11:49: Florida is up 49-32. Florida is getting every loose ball, every defensive stand, and every three pointer. At least this game is going fast so we don’t have to suffer through this. I wonder if Joakim Noah will go first or second in the WNBA draft.

15:00: The dream is over for George Mason. Yes, I’m calling this game now. Florida is up by 15. George Mason is playing like an 11 seed right now, not the team that beat UNC and UConn. This just means we have to see Noah’s ugly mug for another game.

On top of this, we have to watch the stupid State Farm and Big Bucking Chicken commercials. I read an article about the advertising agency that has the Burger King account and how they are taking risks. Great. Thanks for taking risks and ruining our NCAA tournament watching experience. Feel free to send Cripsin Porter + Bogusky some hate email.

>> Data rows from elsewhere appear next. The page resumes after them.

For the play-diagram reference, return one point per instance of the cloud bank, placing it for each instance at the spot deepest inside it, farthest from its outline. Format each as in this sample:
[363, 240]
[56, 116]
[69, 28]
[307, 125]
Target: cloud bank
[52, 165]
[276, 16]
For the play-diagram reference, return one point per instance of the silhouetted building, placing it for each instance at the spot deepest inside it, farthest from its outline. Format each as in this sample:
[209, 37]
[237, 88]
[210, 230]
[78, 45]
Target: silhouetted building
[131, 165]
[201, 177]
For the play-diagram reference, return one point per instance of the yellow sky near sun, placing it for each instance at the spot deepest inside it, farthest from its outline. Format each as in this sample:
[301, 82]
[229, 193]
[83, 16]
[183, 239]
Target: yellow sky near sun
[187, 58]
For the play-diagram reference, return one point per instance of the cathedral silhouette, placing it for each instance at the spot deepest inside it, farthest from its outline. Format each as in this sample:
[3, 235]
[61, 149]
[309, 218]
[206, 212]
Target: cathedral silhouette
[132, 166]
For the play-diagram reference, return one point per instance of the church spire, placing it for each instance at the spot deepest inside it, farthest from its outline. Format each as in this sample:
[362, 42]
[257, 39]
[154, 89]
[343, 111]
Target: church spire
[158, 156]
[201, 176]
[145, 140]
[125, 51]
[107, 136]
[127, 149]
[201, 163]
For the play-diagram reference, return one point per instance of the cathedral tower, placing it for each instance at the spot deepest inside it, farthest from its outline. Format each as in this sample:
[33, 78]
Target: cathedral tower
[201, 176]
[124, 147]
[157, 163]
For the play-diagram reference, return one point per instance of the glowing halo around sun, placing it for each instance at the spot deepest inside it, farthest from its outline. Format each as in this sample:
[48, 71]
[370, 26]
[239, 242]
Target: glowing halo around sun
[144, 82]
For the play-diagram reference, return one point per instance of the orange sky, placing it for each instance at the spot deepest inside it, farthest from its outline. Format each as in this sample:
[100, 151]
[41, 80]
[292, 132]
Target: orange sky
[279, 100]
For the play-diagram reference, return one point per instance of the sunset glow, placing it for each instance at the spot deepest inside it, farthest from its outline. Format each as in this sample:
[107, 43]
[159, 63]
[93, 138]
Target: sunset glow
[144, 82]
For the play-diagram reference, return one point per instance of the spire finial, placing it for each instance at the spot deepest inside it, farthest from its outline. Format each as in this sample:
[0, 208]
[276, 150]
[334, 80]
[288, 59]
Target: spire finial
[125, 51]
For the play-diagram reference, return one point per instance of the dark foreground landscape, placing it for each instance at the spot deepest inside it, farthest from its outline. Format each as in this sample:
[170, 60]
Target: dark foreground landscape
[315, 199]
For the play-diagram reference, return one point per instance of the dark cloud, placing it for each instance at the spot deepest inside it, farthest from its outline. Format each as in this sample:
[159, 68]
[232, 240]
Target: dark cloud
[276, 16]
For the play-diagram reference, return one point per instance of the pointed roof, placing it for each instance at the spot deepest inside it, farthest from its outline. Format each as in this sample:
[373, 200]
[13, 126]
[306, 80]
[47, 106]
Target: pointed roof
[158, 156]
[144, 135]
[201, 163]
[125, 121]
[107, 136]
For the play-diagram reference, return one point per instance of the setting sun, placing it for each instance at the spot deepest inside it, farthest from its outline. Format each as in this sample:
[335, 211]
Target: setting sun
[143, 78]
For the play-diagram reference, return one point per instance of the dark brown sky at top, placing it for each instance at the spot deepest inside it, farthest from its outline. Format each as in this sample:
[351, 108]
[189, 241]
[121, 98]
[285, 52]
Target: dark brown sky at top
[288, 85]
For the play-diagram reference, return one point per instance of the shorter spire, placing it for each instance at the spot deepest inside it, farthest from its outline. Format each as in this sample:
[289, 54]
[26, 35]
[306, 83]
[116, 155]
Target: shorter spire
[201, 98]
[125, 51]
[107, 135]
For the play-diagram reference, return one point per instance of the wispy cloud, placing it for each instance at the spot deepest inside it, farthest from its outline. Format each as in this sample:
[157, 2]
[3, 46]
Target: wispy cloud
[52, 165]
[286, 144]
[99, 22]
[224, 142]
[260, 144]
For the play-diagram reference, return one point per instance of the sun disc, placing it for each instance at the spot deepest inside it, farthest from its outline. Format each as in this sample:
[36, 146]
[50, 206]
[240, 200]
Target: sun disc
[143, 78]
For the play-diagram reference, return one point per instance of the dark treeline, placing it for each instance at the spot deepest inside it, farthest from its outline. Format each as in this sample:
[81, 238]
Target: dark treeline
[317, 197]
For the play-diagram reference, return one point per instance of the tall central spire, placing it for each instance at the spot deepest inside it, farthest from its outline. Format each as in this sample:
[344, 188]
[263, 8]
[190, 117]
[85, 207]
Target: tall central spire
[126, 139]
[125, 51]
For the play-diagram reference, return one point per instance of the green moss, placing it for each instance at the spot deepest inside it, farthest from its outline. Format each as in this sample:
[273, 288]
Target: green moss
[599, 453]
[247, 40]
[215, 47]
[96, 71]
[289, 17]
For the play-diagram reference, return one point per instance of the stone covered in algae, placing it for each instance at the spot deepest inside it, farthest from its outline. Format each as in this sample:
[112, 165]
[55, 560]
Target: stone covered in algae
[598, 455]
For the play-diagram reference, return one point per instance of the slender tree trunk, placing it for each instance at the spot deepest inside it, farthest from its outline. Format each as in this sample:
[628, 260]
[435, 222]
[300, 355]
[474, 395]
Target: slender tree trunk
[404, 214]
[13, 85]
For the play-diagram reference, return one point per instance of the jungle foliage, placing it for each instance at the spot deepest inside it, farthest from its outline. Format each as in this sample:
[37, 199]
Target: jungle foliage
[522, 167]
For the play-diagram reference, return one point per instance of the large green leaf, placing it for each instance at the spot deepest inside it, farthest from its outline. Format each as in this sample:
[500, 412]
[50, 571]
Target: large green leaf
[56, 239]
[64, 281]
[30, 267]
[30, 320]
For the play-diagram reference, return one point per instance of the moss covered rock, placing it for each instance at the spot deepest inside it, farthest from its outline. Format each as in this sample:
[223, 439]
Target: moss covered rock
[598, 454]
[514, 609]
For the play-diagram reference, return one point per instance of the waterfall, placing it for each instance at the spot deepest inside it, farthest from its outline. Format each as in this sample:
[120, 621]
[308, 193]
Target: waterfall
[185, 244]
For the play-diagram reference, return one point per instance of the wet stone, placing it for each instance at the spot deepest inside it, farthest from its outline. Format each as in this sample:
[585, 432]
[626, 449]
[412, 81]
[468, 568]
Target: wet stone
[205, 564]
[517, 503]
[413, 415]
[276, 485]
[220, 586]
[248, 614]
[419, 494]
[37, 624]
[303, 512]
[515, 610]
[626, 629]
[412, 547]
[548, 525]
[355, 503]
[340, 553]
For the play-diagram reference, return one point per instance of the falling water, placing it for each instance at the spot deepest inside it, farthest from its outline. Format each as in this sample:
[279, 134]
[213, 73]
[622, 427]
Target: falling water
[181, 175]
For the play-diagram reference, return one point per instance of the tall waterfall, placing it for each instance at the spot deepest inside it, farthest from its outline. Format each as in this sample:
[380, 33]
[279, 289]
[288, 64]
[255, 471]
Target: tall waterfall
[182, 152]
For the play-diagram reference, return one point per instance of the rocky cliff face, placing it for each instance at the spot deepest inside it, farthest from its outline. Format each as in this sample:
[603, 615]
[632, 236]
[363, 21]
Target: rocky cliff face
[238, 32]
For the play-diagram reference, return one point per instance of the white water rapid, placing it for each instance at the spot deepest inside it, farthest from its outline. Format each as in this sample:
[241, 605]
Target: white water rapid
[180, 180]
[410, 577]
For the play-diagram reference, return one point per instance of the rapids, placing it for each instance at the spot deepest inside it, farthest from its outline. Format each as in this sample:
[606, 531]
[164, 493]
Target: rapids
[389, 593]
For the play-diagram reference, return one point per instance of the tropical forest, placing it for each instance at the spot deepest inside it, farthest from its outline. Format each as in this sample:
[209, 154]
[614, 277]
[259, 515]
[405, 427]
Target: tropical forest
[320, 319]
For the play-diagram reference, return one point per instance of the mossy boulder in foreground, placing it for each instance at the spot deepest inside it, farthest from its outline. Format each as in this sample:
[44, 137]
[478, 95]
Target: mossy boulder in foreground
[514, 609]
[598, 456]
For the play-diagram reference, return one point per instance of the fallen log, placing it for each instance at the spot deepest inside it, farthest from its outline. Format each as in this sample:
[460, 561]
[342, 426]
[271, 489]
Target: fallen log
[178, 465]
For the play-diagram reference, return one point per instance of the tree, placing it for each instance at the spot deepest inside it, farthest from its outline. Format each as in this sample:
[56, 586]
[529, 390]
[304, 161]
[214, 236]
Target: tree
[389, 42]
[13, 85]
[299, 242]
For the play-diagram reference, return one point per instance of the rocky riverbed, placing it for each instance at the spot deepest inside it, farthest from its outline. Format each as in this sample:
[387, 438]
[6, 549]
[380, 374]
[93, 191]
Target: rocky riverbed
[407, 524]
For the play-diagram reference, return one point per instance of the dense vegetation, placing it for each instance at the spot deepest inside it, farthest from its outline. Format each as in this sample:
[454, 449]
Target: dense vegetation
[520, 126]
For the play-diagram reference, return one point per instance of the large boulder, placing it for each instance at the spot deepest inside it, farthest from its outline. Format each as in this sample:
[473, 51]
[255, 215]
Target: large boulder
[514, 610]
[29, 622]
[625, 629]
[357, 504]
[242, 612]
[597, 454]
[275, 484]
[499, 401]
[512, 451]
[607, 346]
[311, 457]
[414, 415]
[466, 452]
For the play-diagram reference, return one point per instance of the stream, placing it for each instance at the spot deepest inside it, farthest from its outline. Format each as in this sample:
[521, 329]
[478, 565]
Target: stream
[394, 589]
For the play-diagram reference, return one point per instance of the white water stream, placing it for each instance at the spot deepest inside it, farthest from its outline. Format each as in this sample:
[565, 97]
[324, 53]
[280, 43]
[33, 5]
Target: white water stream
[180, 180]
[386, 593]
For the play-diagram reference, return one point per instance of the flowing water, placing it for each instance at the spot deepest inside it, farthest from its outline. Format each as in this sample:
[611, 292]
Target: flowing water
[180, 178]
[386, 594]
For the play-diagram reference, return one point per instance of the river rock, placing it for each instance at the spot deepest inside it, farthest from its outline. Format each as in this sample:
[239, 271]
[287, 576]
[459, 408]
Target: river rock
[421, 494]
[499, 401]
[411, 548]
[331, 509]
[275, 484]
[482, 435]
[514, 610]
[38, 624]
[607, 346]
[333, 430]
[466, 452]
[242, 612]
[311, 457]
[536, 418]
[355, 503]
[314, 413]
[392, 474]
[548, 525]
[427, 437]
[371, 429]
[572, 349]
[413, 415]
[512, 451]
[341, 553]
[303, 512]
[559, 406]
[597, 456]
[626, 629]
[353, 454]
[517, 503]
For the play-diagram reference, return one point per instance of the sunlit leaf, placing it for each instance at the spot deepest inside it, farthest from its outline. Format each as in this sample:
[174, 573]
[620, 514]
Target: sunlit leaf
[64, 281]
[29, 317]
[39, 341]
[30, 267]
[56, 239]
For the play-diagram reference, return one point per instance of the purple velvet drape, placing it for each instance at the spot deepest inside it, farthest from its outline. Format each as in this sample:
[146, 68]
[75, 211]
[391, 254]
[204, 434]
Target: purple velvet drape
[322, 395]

19:08: A terrible start for GMU as Lee Humphrey makes 2 three-pointers to start the half. (In case you haven’t noticed, I’m blatantly rooting for Groge Mason.) Florida up by 11. This Pontiac Solstice commercial song is probably second only to the Applebees shrimp song as most annoying.

Intermission: Florida is up 31-26 and we’re waiting for the second half to start. This Fed-Ex Kinkos commercial is genius.  That basically is every company I’ve ever worked with.

Jay Wright wins the best looking coach of the year award and Adam Morrison wins the Chevy player of the year. Of course, the one that counts, the AP player of the year, went to JJ Redick, who said that the Duke Lacrosse team was a great bunch of guys. You might want to stay away from commenting on Duke Lacrosse, JJ. If you want to support them, write them some poetry or something.

Trivia answer: Calipari, Pitino, Montgomery, Larry Brown, PJ Carlissimo, Jerry Tarkanian, and Lon Kruger.